わさわさと動く根のような足、太い枝のような手、所謂トレントと呼ばれるモンスターだろう、それが頭の部分から触手のような枝を伸ばしリズに襲い掛かった。


「リズ!」


 ライトは即座に稲妻を放つ、直撃はしたがトレントは耐久性が高いのか大したダメージを受けてはいなかった。だがその一瞬でライトはリズとトレントの間にすべ入り込んだ。


「くっ!」

「ライト!」


 リズを庇ったライトは肩から少なくない量の血が流れていた。


「ヒーリング!」


 ユーリの声がすると、突如淡い光に包まれライトは痛みと共に傷が癒えていくの感じた。


「大丈夫? ライト」

「ユーリ、ありがとう助かった」


「ライトこいつは私に任せろ」

「ソフィア、大丈夫?」

「ああ、これでも宮廷魔術師だ、君は村長さんに加勢してくれ」


 ソフィアはそう言うと、両方の掌を上に向けテニスボールほどの大きさの火球を作り出していた。


「わかった! 任せたよ!」


 ライトは全身に小さなスパークを迸らせながら村長の方に飛んで行った。



 触手が凄まじい速度で蛇のようにうねりながらソフィアを襲う。


「フロンスシールド!」


 ユーリはソフィアを包むように半径1mの範囲に球体の結界を展開した。

 ソフィアはユーリの結界の援助を予めわかっていたかのように微動だにせず構えていた。

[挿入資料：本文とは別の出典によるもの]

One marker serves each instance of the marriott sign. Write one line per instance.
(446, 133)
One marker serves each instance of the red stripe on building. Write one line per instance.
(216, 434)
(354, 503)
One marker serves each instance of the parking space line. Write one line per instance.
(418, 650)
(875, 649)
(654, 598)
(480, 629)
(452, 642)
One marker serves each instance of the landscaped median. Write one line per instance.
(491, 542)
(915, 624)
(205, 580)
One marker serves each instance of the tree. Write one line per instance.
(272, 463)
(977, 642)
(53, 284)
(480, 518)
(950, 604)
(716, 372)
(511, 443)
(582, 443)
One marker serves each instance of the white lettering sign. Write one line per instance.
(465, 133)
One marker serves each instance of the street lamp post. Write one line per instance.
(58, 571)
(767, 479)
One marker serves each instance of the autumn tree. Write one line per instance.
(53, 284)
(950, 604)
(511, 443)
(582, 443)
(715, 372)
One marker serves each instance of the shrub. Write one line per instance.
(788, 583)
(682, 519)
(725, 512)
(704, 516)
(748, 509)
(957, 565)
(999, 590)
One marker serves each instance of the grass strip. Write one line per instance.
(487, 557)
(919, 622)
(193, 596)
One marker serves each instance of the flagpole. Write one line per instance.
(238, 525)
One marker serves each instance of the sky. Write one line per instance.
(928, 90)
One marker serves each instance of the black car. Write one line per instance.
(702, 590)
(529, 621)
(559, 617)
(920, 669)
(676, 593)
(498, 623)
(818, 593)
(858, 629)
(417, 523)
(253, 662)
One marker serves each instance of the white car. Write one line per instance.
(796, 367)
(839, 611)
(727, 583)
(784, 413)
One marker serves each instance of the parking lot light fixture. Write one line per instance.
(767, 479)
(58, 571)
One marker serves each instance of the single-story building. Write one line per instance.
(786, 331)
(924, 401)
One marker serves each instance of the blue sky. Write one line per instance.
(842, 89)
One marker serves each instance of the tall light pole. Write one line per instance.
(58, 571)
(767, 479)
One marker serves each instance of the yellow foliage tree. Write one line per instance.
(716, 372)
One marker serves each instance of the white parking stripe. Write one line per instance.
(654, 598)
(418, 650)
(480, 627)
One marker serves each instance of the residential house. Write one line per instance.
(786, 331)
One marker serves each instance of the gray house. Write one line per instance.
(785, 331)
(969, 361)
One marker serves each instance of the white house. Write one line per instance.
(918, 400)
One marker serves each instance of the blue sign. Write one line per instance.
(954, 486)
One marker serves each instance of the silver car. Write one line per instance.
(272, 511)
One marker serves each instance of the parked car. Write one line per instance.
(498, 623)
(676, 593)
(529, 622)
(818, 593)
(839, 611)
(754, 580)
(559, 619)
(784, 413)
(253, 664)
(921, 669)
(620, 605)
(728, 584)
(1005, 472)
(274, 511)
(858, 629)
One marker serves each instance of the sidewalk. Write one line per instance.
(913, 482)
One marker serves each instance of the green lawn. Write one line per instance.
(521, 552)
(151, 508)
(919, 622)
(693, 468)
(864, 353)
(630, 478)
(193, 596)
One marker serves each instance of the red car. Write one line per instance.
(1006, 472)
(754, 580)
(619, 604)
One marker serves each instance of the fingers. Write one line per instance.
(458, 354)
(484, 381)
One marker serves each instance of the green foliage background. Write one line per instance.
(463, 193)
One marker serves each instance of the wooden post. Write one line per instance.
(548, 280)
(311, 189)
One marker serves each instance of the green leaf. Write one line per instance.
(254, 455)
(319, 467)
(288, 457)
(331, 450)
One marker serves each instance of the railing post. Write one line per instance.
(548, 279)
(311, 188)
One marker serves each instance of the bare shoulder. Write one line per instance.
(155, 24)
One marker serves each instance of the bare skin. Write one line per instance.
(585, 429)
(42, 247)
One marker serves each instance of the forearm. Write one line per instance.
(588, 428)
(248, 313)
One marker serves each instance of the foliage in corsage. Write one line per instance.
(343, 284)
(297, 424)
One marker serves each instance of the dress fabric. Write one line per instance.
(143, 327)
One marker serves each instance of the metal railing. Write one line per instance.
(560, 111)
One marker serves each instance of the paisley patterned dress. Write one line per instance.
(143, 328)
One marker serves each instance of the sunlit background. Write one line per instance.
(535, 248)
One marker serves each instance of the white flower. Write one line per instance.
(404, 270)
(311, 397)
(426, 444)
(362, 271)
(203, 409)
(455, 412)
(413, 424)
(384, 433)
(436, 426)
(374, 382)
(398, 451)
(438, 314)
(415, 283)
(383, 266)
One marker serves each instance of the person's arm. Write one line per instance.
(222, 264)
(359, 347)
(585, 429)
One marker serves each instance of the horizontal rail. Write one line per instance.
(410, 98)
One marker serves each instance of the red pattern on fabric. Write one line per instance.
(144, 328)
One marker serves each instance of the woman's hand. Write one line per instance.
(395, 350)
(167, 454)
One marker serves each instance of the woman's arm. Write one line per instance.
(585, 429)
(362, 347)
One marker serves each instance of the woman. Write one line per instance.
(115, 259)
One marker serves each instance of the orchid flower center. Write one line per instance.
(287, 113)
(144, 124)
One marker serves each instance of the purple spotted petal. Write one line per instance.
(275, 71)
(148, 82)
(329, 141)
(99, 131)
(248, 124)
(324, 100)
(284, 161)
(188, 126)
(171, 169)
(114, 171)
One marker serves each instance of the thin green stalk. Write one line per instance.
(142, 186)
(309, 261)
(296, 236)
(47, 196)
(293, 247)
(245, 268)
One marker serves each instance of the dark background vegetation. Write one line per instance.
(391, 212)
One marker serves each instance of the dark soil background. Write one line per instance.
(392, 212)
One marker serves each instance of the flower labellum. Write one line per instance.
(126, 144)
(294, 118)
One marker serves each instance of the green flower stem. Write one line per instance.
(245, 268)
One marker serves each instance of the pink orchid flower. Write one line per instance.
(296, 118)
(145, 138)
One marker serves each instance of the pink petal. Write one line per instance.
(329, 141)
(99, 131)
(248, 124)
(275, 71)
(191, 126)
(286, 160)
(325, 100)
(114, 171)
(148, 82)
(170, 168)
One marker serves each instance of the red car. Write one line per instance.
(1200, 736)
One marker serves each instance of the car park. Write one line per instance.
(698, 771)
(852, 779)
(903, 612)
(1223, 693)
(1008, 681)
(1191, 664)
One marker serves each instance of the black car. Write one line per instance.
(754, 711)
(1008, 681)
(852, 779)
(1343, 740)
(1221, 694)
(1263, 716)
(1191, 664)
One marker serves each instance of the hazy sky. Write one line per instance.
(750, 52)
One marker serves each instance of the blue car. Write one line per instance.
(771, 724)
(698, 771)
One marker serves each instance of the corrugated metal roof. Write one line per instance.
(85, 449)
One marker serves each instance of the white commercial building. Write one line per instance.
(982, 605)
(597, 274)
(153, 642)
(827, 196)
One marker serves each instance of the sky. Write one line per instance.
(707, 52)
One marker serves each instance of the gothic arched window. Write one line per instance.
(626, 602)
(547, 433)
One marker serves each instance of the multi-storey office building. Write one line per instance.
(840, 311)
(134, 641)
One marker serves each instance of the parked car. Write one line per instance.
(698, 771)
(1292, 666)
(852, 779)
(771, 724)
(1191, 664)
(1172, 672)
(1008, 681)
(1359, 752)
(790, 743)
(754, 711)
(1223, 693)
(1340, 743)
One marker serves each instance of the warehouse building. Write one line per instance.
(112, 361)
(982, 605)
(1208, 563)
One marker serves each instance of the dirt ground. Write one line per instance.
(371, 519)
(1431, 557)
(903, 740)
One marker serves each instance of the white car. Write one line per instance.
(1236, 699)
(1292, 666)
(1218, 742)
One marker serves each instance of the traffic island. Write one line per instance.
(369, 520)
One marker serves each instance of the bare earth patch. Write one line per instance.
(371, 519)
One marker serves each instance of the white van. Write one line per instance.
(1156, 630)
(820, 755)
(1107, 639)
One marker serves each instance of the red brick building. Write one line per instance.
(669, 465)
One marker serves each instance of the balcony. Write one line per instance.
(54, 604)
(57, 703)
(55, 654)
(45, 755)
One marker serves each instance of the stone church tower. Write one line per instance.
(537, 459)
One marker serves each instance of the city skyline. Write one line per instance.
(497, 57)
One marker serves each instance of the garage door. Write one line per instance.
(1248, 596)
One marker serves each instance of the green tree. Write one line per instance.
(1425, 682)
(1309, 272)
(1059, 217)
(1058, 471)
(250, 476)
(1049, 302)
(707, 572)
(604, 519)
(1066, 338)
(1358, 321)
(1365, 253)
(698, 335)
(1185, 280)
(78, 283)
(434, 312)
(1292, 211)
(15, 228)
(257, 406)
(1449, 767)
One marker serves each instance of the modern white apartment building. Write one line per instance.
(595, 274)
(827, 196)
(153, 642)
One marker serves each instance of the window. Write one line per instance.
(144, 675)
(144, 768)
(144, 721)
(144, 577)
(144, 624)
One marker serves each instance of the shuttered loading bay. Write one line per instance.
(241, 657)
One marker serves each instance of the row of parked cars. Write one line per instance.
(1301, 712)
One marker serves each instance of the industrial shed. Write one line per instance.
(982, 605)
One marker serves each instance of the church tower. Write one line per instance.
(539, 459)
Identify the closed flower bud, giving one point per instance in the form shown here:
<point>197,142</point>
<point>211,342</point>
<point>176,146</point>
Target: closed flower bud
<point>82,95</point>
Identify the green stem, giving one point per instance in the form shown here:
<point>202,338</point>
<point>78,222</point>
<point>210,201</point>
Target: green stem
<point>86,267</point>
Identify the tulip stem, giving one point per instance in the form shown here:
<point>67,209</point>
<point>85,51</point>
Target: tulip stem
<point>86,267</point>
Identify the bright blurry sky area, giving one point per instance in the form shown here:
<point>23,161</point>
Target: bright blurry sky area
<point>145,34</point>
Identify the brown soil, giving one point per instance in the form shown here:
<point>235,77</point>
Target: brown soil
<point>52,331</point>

 触手は結界にぶち当たるとボロボロと朽ち果てるようにくずれていく、

 その隙に火球を撃ち出すとそれを魔力で遠隔操作しトレントの迎撃を躱し直撃させる


「あぁぁ……ぁああ……あぁ!」


 一瞬で業火に包まれたトレントはどこか、切なさを感じる悲鳴をあげながら灰と化していった。